My opinion is that the club was wrong to dismiss the offer (and I know I am not alone on that). However, even if you have doubts about Mr Chaudry and Mr Sims and support the current board, surely you would have to agree that to not personally reply to their enquiry is childish and rather pathetic.
In my view, the Chairman’s snub is fundamentally wrong on so many levels that it is difficult to know where to begin with my criticism. Nevertheless, here are just ten reasons why I find his comments to be ill-advised.
The most obvious reason why ignoring deadlines is wrong is simple: politeness. Mr Bratt is in a privileged but public-facing position and in the past he has welcomed new investment. So, is it really that difficult to communicate with potential investors when they ask for a response?
2. Communication is simple
I would assume Mr Bratt has the services of the Vale Park secretary, therefore would it really be too much trouble to draft a quick reply, even if that response is a rejection letter? Would it take any longer than ten or perhaps fifteen minutes to prepare and print a response?
Mr Bratt makes it sound like responding to demands is an ordeal (note the use of the phrase “the club is obliged to jump to attention” which implies that it is an inconvenience). Well, sorry Bill, but this fan *would* expect the club to jump to attention if someone wants an answer on whether his multi-million investment is acceptable.
On a similar note to point three, I would also point out that as Chairman of Port Vale, Bill Bratt is, in effect, the figurehead of Port Vale FC. The Chairman has a duty and responsibility to shareholders and fans to represent the club in a positive light. Snubbing investors means he is failing in that duty.
In our working lives, I am sure we all have to deal with people that we do not like or respect. Regardless of Mr Bratt’s obvious personal issues with Mr Chaudry, there is still no excuse to not treat his enquiries professionally and courteously.
This is a serious enquiry about investment in the club and it should (at the very least) be welcomed and treated with respect, even if this bid does not meet with board approval.
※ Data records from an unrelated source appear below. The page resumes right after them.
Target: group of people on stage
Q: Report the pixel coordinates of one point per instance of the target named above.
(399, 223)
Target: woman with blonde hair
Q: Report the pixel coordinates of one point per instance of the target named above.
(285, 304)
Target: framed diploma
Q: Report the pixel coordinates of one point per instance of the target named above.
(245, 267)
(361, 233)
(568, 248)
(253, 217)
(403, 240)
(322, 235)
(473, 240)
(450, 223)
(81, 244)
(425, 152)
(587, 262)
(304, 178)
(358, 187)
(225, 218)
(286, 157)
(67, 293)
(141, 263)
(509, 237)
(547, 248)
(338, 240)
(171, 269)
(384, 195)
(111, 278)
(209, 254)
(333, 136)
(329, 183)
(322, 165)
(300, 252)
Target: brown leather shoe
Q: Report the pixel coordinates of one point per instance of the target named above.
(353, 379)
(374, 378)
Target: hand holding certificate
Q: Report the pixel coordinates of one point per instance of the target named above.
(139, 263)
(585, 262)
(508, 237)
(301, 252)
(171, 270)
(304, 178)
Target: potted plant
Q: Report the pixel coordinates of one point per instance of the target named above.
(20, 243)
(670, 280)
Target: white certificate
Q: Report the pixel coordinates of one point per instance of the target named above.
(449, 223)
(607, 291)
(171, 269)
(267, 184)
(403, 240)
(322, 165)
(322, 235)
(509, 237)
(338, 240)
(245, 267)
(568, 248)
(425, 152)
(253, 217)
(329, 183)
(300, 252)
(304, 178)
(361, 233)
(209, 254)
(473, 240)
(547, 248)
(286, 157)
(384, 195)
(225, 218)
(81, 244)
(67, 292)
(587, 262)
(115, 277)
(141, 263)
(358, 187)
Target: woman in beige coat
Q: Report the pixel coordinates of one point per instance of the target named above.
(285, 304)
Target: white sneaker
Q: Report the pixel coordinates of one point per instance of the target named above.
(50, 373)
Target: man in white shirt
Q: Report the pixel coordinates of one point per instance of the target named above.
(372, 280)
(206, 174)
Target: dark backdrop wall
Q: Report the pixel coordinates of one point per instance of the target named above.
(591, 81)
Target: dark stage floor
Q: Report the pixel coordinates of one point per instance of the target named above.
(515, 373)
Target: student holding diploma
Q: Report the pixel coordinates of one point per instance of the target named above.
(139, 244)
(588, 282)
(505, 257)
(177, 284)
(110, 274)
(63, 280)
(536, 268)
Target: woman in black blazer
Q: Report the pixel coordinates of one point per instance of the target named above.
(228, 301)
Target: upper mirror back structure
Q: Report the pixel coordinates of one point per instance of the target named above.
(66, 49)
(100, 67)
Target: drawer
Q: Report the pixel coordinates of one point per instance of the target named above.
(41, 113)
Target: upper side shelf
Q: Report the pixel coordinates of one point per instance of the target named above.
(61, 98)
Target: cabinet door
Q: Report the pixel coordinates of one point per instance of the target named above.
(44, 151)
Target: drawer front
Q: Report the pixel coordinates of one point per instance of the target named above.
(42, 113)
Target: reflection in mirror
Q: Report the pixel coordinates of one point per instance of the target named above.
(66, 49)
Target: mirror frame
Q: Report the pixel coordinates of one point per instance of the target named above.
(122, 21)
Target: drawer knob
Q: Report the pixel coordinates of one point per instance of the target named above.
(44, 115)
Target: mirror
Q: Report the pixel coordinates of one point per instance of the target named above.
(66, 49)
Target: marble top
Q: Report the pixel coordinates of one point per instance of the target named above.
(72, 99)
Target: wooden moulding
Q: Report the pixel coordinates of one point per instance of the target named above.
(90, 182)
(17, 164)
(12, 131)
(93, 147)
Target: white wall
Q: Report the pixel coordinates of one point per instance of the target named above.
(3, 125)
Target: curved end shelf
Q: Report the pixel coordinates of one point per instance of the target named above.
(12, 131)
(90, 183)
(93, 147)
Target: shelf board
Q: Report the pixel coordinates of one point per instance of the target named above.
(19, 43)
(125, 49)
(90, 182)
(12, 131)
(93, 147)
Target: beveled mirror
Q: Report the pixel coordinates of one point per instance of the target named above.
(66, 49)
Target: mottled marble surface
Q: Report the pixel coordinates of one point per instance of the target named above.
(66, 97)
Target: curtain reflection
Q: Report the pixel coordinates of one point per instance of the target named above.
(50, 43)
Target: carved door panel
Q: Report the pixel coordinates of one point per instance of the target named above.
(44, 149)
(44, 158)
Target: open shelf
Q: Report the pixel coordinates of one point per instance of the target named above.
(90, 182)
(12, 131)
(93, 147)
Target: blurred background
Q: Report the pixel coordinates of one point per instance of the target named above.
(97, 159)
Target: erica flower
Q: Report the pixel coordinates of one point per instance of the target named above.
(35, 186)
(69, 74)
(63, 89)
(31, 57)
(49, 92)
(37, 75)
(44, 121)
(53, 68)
What message would this send to other potential investors if the chairman feels it’s too much work to even deign to reply to a prior investment offer? Snubbing offers will further damage the club’s reputation.
8. What does he expect?
Let’s put ourselves in Mr Chaudry’s position (or indeed that of any other investor). Does Mr Bratt really expect serious businessman to just hang around on the off-chance that their bid is accepted? It is only natural that bidders will impose deadlines both to force the issue and so they can potentially have closure and move onto other matters if the deadline expires.
9. Do unto others…
I am not a Christian (after thirty years of watching Vale, I fall foul of the “taking the Lord’s name in vain” bit too often) but there’s a lot of sense in the Bible verse “do unto others as you would have others do unto you.” Would Mr Bratt be happy if he asked another party for an answer to a set deadline and was ignored? I doubt it!
10. Making more work, not less
For a couple of years I worked in customer services, dealing with escalated complaints. I was always told that one of the golden rules was “Answer a complaint quickly, preferably with your first communication.” The reasoning was that if you don’t not only is it likely the complainant will send another complaint (taking up more of your time) but they are likely to publicise their complaint which in turn can lead to even more criticism.
This very much applies in this instance. Even if the club do not like the deadlines imposed, they should not simply fail to respond. That is sending out entirely the wrong message and makes the club look both amateurish and arrogant.
In my opinion, by simply ignoring the issue, Mr Bratt isn’t making it go away, he’s actually just making things a whole lot worse for himself.
Rob Fielding has been a Port Vale fan for thirty years. He founded the award-winning onevalefan.co.uk website in 1996. These are his personal views and he welcomes your comments on them.